PropertySuggester's extension.json sets PropertySuggesterClassifyingPropertyIds to [ 31 ]: https://github.com/Wikidata-lib/PropertySuggester/blob/master/extension.json. Configuration for the live site does not override this, see https://phabricator.wikimedia.org/source/mediawiki-config/browse/master/wmf-config/Wikibase-production.php (it only overrides it for test.wikidata.org). Or we may test this on the live site first, before changing the defaults.

However, PropertySuggester-Python's analyzer.ini sets it to 31,279, see https://github.com/Wikidata-lib/PropertySuggester-Python/blob/master/propertysuggester/analyzer/analyzer.ini. A look at the wbs_propertypairs table confirms that this configuration is used to produce the data for the live site.

Proposal

Add 279 to PropertySuggesterClassifyingPropertyIds in PropertySuggester's extension.json. This makes the default config consistent, and it causes the life site to treat P279 as classifying, allowing it to use the data in wbs_propertypairs correctly. Settings for labs and test should be adjusted accordingly. We may want to test this on the live site first, before changing the defaults, though.

We could also do it the other way around by removing 279 from analyzer.ini, but that would require the data to be re-generated. Also, treating P279 (subclass of) as classifying seems sensible.

Event Timeline

daniel triaged this task as Medium priority.Jun 20 2017, 5:29 PM

Let's add it and see if the suggestions improve.

daniel updated the task description. (Show Details)
daniel updated the task description. (Show Details)
daniel added a subscriber: aude.

@Lydia_Pintscher I can make a config patch, but the config change should be announced in advanced, and we should ask people to test and comment. We should also make sure we can get it reverted quickly if need be.

thiemowmde added subscribers: hoo, thiemowmde.

I think we can consider this a bugfix. Why do you think it needs announcement in advance?

I think we can consider this a bugfix. Why do you think it needs announcement in advance?

We got a few messages in the past of people who said "this used to show up in the suggestions and now it doesn't anymore". We need to check if the impact is not too much, but I highly doubt it.

Is the below related ?

It seems that P31/P279 gets suggested on items that only have coordinates (P625), but not on items that only have P641 (sport). I'd expect it to appear on any item that lacks it.

Is the below related ?

It seems that P31/P279 gets suggested on items that only have coordinates (P625), but not on items that only have P641 (sport). I'd expect it to appear on any item that lacks it.

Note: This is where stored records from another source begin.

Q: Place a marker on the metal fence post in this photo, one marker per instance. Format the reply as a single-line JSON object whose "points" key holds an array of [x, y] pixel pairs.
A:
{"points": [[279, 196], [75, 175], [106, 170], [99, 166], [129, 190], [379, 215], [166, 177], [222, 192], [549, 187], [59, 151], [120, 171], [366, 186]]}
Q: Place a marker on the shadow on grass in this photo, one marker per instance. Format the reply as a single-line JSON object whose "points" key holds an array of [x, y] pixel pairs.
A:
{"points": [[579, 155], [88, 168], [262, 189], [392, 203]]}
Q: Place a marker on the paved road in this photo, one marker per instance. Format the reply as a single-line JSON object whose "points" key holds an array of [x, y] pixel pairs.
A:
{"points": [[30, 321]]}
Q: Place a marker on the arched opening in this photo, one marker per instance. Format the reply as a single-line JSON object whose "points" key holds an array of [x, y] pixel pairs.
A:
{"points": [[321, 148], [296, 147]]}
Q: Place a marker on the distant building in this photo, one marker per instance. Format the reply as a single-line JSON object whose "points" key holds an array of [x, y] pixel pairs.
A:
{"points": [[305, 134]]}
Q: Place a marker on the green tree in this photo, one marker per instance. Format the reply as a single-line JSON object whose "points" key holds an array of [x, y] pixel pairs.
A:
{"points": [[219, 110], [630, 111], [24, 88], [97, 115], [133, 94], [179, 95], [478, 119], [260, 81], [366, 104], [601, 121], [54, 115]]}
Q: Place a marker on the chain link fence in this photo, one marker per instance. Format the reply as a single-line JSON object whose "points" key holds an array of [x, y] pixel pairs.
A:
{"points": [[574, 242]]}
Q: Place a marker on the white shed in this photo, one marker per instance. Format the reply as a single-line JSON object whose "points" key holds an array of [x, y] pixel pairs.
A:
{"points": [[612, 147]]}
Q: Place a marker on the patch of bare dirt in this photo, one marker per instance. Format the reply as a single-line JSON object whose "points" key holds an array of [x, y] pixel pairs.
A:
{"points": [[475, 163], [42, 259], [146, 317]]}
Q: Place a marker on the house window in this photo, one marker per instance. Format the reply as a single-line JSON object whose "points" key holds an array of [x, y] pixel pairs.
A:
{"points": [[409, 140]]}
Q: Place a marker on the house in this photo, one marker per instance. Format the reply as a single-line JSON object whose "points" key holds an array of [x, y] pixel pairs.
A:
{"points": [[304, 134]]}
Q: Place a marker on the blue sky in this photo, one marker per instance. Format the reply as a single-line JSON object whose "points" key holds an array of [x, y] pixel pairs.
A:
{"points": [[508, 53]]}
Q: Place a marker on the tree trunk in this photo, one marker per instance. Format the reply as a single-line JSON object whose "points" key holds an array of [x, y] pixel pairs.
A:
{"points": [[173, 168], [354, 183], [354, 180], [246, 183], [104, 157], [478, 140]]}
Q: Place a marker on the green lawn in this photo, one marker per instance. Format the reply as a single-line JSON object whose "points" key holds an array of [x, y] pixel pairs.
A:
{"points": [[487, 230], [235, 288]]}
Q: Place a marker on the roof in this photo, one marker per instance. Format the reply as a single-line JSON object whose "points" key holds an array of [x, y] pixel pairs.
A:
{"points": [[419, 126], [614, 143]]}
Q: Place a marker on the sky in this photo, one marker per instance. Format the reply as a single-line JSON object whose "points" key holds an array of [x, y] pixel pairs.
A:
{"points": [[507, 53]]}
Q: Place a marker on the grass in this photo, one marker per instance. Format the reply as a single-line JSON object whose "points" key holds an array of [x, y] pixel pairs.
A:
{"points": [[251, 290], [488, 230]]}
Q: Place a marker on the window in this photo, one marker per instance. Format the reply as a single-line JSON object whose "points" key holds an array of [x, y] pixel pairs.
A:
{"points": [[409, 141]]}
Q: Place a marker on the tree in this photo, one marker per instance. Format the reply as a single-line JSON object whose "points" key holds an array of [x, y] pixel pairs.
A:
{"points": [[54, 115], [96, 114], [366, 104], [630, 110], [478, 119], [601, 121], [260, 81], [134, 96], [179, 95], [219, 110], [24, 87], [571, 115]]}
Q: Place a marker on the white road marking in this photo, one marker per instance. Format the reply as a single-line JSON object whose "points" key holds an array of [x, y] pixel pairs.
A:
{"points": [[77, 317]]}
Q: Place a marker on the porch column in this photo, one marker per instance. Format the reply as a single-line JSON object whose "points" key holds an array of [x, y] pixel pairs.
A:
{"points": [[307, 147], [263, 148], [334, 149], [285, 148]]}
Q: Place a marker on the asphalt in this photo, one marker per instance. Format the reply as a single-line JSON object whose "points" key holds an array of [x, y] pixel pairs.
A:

Sport is removed from the propertypairs datafile because it is used on various types of items, while coordinates is only used on geographical items.

That makes sense for additional suggestions, but it still doesn't explain why P31/P279 aren't offered at all.

Try adding a statement to any item on these reports: https://www.wikidata.org/wiki/Category:P641_only_reports

That makes sense for additional suggestions, but it still doesn't explain why P31/P279 aren't offered at all.

Try adding a statement to any item on these reports: https://www.wikidata.org/wiki/Category:P641_only_reports

It doesn't have something to base suggestions on. My opinion is that it should fallback to the initial list (that could use some additions imo, like image), but that is unrelated to this task.

This seems resolved now, impact not that big.